Four provinces reject the Bill outright, namely the Eastern Cape, North West, Gauteng and Western Cape. However, instead of discussing the mandates as the Committee was scheduled to do, the Chair proposed that the process be postponed to allow for further public hearings. He mentioned that the Minister of Women, Children and People with Disabilities wanted to make a submission to the NCOP, as well as the ANC Women’s League. The Committee is mandated to call for and allow submissions to itself in Cape Town. However it is not mandated to do what happened next, which was that members called for the provincial public hearing process to be re-opened.
More public hearings are held, and in September, a series of hearings is held in parliament, in which over 22 submissions are made. These submissions overwhelmingly rejected the bill, with only a handful of submissions backing the Bill’s passage.

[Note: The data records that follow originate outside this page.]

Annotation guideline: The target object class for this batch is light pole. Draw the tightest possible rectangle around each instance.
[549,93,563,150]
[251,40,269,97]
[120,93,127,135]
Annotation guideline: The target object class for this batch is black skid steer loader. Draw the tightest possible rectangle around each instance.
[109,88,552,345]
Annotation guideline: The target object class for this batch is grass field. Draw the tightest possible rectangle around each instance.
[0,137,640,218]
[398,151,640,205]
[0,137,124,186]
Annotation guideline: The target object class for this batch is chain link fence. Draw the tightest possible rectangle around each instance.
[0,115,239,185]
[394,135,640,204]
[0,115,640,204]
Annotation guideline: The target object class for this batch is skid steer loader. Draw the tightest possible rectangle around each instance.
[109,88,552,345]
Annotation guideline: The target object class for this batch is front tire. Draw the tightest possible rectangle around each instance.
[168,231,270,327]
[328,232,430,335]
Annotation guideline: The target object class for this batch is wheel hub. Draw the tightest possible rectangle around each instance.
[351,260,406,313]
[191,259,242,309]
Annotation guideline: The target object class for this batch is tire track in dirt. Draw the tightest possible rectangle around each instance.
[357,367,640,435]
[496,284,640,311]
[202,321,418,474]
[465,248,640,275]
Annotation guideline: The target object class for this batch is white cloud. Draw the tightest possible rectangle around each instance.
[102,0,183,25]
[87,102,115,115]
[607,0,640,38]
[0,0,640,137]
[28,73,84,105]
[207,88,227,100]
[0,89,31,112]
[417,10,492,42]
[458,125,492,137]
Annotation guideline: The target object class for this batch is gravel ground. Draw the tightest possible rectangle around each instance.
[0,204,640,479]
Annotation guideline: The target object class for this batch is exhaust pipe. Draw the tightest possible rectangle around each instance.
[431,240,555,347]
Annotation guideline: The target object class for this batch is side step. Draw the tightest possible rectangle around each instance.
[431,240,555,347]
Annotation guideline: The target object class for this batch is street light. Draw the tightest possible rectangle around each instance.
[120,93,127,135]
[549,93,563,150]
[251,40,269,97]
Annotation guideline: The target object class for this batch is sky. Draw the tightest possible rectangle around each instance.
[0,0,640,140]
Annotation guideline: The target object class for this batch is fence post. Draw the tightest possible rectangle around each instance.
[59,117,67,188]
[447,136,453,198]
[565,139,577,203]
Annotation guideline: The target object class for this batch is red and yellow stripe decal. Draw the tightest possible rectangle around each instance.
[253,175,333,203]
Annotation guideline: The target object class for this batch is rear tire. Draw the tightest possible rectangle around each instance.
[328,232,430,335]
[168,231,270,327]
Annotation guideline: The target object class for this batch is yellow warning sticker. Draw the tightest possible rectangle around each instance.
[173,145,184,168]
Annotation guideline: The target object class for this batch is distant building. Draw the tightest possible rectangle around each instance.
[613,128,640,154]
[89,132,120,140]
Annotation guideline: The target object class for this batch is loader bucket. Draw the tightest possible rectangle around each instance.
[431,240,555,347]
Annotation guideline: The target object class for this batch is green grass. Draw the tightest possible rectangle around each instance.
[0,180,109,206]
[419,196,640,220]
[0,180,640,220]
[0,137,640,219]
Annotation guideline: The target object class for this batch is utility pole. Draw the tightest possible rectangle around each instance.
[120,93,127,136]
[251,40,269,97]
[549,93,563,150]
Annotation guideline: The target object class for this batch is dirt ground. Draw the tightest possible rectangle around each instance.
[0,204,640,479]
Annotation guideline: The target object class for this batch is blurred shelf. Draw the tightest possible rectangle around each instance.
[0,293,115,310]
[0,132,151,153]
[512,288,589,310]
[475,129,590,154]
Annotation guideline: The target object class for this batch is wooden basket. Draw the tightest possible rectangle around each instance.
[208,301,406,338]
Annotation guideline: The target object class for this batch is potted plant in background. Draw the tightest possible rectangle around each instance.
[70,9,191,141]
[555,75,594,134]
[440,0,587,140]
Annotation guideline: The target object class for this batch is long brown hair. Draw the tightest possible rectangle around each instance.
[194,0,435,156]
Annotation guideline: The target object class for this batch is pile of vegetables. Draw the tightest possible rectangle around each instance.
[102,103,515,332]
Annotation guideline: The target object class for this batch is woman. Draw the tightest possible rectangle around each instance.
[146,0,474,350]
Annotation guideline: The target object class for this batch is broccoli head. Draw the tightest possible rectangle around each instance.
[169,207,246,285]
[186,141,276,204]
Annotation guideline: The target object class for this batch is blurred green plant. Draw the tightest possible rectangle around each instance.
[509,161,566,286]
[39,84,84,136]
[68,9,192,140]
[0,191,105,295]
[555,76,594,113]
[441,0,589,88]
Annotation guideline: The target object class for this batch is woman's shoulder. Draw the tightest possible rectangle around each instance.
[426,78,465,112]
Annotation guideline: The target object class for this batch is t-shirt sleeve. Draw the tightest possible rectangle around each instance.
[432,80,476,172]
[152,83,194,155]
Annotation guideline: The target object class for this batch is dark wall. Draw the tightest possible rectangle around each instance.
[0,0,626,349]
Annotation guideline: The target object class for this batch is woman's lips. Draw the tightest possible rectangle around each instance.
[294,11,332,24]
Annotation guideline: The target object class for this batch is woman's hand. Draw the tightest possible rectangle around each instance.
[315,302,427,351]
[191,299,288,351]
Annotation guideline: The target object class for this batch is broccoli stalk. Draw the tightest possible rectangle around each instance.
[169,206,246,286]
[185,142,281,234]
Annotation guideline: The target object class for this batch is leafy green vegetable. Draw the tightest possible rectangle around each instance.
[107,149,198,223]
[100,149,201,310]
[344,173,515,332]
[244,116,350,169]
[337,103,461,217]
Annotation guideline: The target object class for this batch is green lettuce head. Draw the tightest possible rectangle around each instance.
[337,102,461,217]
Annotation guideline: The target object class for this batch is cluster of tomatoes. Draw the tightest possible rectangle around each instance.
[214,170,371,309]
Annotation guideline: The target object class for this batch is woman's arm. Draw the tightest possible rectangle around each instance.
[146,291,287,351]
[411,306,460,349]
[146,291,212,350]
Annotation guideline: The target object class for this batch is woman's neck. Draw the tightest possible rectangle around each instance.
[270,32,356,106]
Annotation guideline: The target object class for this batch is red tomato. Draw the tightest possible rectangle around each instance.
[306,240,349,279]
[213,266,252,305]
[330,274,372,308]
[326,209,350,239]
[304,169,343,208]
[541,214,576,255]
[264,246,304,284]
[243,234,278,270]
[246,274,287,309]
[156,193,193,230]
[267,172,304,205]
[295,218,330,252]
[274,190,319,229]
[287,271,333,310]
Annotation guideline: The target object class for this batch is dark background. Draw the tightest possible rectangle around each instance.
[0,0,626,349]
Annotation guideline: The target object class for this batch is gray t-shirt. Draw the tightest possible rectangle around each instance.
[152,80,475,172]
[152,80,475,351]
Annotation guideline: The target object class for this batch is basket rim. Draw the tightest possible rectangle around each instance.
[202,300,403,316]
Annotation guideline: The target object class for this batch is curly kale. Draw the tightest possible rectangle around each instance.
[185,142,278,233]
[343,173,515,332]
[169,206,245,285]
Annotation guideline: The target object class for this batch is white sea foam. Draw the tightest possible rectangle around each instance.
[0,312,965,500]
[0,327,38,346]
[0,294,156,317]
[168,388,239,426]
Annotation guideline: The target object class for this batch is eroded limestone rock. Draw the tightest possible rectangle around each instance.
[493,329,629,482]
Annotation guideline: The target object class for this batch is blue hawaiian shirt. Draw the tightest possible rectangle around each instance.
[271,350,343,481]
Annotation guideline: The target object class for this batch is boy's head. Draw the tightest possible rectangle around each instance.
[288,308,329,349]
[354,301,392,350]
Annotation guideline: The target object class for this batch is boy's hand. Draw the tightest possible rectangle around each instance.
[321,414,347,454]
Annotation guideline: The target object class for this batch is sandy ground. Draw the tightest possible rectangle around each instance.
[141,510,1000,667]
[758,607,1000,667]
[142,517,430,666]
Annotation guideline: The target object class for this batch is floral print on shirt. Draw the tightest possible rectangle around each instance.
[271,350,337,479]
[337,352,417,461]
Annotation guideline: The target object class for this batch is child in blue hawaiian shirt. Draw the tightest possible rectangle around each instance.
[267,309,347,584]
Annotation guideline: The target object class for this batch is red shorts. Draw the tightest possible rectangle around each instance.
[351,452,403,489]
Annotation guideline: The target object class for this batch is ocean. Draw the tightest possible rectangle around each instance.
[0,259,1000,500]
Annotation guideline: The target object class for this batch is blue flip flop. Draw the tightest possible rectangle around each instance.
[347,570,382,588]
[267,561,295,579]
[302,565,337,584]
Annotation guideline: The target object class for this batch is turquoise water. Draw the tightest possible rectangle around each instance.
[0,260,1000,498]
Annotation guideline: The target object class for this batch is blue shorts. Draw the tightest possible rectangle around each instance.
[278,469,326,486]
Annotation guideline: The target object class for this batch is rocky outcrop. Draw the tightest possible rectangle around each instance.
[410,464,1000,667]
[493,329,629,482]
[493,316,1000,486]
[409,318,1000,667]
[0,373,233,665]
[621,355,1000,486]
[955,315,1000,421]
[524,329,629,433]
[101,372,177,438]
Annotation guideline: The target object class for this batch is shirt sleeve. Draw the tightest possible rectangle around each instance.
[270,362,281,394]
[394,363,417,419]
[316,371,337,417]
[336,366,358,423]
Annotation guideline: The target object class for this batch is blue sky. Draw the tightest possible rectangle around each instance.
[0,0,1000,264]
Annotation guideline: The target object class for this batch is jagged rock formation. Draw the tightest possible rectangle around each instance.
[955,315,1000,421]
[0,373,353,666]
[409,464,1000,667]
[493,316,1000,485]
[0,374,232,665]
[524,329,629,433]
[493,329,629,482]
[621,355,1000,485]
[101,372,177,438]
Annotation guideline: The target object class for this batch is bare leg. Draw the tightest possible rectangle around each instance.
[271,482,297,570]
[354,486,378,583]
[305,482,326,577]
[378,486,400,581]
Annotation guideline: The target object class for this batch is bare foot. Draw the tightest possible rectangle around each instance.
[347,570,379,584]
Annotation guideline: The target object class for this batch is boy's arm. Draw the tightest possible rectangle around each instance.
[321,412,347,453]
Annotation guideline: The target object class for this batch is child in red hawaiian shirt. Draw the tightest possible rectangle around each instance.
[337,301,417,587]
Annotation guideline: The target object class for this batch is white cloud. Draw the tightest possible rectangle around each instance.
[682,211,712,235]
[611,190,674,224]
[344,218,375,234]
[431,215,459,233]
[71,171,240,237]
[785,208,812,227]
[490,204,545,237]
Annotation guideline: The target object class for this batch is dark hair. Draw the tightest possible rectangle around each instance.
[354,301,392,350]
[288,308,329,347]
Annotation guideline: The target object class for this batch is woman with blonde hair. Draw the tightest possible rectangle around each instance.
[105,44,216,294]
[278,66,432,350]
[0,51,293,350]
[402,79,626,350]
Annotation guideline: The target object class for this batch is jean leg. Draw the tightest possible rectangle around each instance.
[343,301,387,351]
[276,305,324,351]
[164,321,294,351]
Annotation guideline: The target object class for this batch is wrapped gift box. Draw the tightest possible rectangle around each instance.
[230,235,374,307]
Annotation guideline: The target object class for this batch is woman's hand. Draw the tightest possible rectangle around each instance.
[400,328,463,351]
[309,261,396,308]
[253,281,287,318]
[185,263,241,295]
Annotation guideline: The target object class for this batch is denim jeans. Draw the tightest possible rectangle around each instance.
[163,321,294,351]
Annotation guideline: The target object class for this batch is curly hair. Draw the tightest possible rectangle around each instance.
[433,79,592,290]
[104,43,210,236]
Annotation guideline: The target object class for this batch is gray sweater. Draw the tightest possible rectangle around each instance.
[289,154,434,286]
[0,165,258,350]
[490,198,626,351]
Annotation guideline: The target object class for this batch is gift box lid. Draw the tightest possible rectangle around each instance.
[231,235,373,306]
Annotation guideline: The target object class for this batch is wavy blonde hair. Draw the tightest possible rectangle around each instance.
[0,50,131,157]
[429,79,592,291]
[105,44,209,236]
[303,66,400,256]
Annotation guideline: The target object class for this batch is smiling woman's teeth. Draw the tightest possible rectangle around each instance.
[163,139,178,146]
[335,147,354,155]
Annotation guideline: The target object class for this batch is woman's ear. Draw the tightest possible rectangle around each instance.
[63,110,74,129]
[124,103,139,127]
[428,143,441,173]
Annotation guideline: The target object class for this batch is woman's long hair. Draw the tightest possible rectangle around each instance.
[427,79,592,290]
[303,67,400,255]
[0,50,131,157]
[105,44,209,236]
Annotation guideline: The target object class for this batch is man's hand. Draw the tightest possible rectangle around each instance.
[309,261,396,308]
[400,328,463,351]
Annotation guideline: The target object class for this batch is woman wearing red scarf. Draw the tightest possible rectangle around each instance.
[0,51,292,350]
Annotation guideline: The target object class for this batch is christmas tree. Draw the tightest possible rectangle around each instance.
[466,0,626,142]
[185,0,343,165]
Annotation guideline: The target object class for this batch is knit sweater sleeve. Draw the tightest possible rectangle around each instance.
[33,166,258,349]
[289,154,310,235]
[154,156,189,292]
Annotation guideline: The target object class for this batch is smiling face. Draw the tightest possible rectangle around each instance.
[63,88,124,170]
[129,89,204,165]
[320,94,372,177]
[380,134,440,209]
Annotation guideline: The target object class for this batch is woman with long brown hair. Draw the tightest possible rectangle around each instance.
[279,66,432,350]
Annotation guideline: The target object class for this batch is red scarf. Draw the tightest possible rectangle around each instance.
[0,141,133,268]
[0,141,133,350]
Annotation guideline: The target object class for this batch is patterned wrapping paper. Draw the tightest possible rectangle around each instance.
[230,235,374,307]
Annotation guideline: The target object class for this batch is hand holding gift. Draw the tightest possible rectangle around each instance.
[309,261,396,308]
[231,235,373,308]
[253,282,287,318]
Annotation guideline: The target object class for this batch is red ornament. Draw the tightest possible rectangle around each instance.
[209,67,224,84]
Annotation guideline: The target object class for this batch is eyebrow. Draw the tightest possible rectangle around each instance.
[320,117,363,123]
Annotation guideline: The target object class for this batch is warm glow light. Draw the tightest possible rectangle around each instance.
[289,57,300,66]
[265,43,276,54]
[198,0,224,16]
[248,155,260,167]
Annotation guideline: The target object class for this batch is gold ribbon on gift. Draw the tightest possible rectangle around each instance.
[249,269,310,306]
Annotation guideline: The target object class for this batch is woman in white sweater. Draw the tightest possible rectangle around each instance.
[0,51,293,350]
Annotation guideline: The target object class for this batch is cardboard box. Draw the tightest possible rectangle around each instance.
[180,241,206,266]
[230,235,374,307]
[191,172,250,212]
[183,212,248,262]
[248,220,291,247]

The NCOP meets to analyse input received in public hearings. However, the Department of Justice and Constitutional Development (DOJ), on the invitation of the Committee Chairperson, presented its summary of the public hearings. The DOJ document only referred to two of the many submissions that were made at the public hearings in September. They were the submissions of the Department of Women, Children and People with Disabilities, and the South African Human Rights Commission. The Chair made this instruction to the DOJ because the other submissions were, in his words, “irrelevant”. This faced a huge outcry from provinces and civil society, who had spent time and work on the submissions and public hearings. It also totally undermined the submissions of the rural people at the hearings, who travelled from afar to give oral submissions, often on how traditional justice systems and their leaders had abused them and their communities, rallying emphatically against the provisions of the Bill.
The NCOP has yet to discuss the submissions made in the public hearings. It will then decide whether or not the Bill should be altered from its original state as introduced by the National Assembly. If yes, it returns to the National Assembly for approval. If no, it either is signed straight into legislation by the President or submitted to the constitutional court by the President to review and assess its constitutionality. It is dangerously close to becoming legislation, and with the recent turns of events, it seems as though there are powerful people who want the Bill passed, and who will override Parliamentary processes in attempts to push it through.